Malgré ses richesses naturelles spectaculaires, la RDC est l’un des pays les plus pauvres du monde avec un PIB de 300 dollars en 2011. Les niveaux de pauvreté parmi les habitants des forêts tropicales, tels que ceux de la Province de l’Equateur, sont particulièrement élevés. La majorité de ces habitants pratique l’agriculture de subsistance et à un faible accès aux services de santé, au planning familial, aux emplois rémunérés ou à l’éducation au-delà de l’école primaire. La seule forme de richesse que possède la plupart des habitants des zones rurales congolaises est leur capital naturel : leur forêt, leurs terres et leur faune.
Un village dans le Territoire de Djolu, RDC. Photo autorisée d’Ingrid Schulze. |
Malgré cela, les forêts et la faune de la RDC ont subi un stress grandissant au cours des deux dernières décennies à cause de la guerre, de la chasse anarchique de la viande de brousse, de la culture sur brûlis, de l’exploitation des forêts, et des taux élevés de croissance démographique . L’impact sur la faune a été particulièrement terrible avec des conséquences négatives aussi bien les populations que pour les écosystèmes.
La “défaunation” de la forêt est un problème grave à travers toute l’Afrique Centrale.

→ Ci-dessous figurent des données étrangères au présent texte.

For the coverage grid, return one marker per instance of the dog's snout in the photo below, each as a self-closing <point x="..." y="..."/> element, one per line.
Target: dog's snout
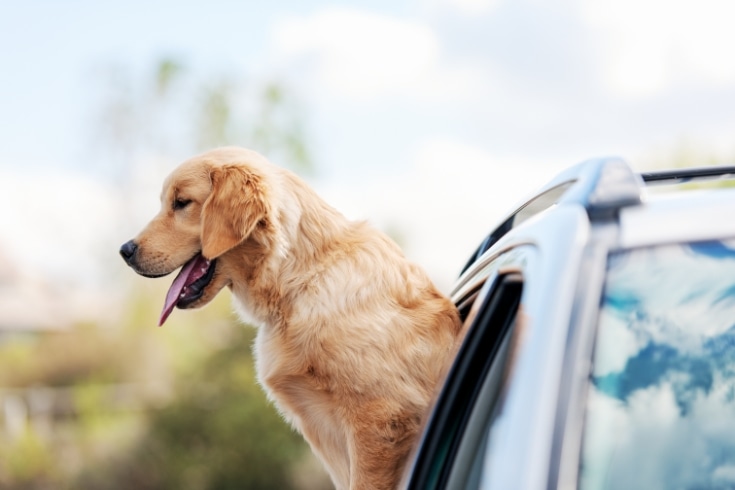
<point x="127" y="251"/>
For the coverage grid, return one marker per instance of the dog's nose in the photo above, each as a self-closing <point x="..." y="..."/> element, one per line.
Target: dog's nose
<point x="127" y="251"/>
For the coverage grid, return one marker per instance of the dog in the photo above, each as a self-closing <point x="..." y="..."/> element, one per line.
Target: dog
<point x="352" y="337"/>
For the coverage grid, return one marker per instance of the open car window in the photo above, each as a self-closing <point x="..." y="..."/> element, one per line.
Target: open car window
<point x="662" y="389"/>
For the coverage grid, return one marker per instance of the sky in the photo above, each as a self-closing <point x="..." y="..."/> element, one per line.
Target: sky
<point x="429" y="118"/>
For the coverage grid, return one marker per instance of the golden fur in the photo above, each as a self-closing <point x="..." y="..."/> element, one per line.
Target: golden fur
<point x="352" y="337"/>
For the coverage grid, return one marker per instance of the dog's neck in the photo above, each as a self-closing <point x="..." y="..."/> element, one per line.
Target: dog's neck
<point x="306" y="230"/>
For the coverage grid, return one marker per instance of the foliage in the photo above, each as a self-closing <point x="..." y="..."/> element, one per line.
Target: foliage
<point x="147" y="408"/>
<point x="171" y="112"/>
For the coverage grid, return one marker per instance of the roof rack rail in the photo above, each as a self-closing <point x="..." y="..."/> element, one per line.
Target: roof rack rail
<point x="602" y="186"/>
<point x="683" y="175"/>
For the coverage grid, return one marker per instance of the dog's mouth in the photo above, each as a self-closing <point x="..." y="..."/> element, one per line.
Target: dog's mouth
<point x="189" y="285"/>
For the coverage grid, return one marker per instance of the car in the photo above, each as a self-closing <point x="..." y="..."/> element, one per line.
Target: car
<point x="600" y="340"/>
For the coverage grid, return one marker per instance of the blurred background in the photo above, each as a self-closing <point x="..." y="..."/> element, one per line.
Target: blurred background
<point x="430" y="118"/>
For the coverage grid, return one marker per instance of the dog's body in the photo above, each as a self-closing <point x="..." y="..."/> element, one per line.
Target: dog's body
<point x="352" y="337"/>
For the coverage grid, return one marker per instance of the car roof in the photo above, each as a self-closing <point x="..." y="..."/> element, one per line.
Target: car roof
<point x="608" y="189"/>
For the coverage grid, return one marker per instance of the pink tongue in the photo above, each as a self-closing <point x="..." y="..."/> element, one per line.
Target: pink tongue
<point x="187" y="275"/>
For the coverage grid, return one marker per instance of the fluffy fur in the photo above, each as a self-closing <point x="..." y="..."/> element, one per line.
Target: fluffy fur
<point x="352" y="337"/>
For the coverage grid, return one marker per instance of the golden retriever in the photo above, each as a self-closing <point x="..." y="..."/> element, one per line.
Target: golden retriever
<point x="352" y="337"/>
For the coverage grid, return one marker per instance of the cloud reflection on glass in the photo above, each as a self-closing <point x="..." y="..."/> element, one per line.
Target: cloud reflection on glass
<point x="661" y="406"/>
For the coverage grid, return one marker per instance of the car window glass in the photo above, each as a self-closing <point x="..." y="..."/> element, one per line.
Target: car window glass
<point x="493" y="310"/>
<point x="661" y="401"/>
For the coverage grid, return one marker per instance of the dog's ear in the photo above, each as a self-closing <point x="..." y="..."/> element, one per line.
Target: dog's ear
<point x="235" y="207"/>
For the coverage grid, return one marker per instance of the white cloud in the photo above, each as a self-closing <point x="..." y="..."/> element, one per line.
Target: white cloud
<point x="449" y="197"/>
<point x="467" y="7"/>
<point x="652" y="45"/>
<point x="365" y="55"/>
<point x="58" y="223"/>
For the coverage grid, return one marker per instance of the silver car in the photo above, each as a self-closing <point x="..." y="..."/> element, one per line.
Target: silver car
<point x="601" y="345"/>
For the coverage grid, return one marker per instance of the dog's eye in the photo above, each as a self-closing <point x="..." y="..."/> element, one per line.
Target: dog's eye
<point x="181" y="203"/>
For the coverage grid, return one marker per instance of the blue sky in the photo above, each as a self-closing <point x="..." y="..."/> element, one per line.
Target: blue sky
<point x="431" y="117"/>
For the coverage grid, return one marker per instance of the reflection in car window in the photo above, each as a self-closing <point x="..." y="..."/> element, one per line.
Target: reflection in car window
<point x="661" y="407"/>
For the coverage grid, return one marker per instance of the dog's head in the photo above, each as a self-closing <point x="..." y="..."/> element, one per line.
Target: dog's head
<point x="211" y="206"/>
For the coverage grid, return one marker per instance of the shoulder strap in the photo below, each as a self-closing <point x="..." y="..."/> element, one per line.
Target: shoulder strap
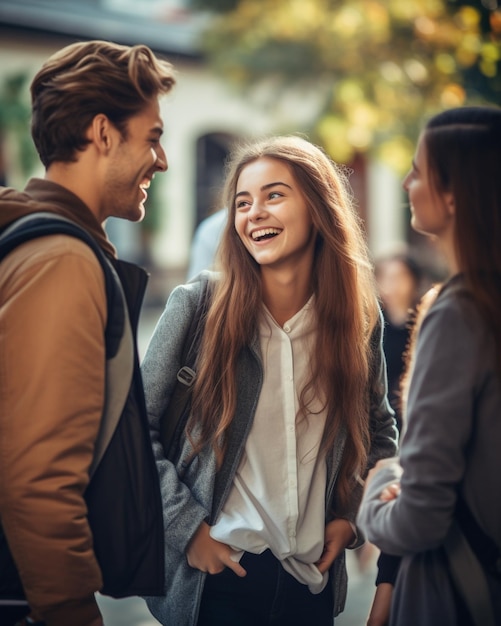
<point x="180" y="401"/>
<point x="118" y="333"/>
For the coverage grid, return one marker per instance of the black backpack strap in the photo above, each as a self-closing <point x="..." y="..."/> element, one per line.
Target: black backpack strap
<point x="176" y="414"/>
<point x="118" y="333"/>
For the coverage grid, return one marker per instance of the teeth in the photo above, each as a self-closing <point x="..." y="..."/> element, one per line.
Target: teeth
<point x="259" y="234"/>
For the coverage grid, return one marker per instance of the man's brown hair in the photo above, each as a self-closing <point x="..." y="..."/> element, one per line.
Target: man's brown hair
<point x="85" y="79"/>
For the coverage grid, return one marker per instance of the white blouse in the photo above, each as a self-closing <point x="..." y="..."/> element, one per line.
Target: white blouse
<point x="277" y="500"/>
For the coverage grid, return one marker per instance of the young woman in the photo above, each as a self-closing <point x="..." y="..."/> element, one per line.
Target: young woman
<point x="448" y="504"/>
<point x="289" y="403"/>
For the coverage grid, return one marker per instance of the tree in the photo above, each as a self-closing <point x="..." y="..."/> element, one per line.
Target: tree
<point x="381" y="66"/>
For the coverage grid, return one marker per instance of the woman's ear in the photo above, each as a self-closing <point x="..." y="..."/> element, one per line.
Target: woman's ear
<point x="450" y="203"/>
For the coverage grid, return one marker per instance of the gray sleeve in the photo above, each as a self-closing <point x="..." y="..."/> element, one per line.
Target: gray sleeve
<point x="433" y="455"/>
<point x="183" y="514"/>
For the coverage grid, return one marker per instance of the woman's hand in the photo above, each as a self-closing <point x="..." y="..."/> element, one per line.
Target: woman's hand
<point x="211" y="556"/>
<point x="382" y="463"/>
<point x="338" y="534"/>
<point x="390" y="492"/>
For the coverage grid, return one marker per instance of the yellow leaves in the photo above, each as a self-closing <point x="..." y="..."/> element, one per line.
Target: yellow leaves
<point x="396" y="153"/>
<point x="453" y="95"/>
<point x="490" y="55"/>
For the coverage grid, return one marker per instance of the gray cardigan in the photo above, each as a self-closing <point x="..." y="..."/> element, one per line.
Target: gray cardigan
<point x="193" y="492"/>
<point x="451" y="445"/>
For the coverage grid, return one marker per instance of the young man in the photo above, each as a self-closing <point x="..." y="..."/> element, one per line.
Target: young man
<point x="97" y="128"/>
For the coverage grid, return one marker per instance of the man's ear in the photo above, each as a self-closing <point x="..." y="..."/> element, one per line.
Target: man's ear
<point x="100" y="132"/>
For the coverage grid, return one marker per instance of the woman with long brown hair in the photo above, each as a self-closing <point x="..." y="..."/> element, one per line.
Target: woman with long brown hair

Ainsi ressort-il du rapport 2008 sur l’Etat des Forêts dressé par le Partenariat pour les Forêts du Bassin du Congo (PFBC). La faune de la RDC est particulièrement décimée en partie parce que les soldats et les personnes déplacées à l’intérieur du pays ont vécu des produits de la terre pendant et après la Guerre de Congo, qui s’est officiellement achevée en 2003. De nombreux grands mammifères (à l’instar des éléphants, des grands singes et des léopards) se font rares ou se sont localement éteints dans de nombreuses régions du Congo. La perte d’espèces clés comme les éléphants —”gardiens de la forêt” qui dispersent de grandes semences de feuillus sur de longues distances —peut simplifier la structure forestière de telle façon que cela réduira finalement la capacité de la forêt à fournir des services écosystémiques tels que le stockage de carbone.
En même temps, la perte des protéines de la faune est potentiellement catastrophique pour les populations rurales qui dépendent des forêts du Congo, étant donné qu’elles ont perdu des sources de protéine animale et des nutriments essentiels comme le fer et le zinc. Les efforts pour remplacer ou augmenter la viande de brousse par du poisson d’élevage, du poulet, des espèces indigènes domestiquées, ou par d’autres sources de protéine ont été gravement entravés par, entre autres, un manque de fonds et par l’absence d’un service efficace de vulgarisation agricole. Parmi les autres obstacles empêchant de trouver des alternatives à la viande de brousse figurent les coûts et les problèmes liés à l’élevage du bétail dans un climat de forêt tropicale, la difficulté de domestiquer la faune, et la méconnaissance des, ou l’absence d’accès aux, sources de protéines et autres nutriments d’origine végétale.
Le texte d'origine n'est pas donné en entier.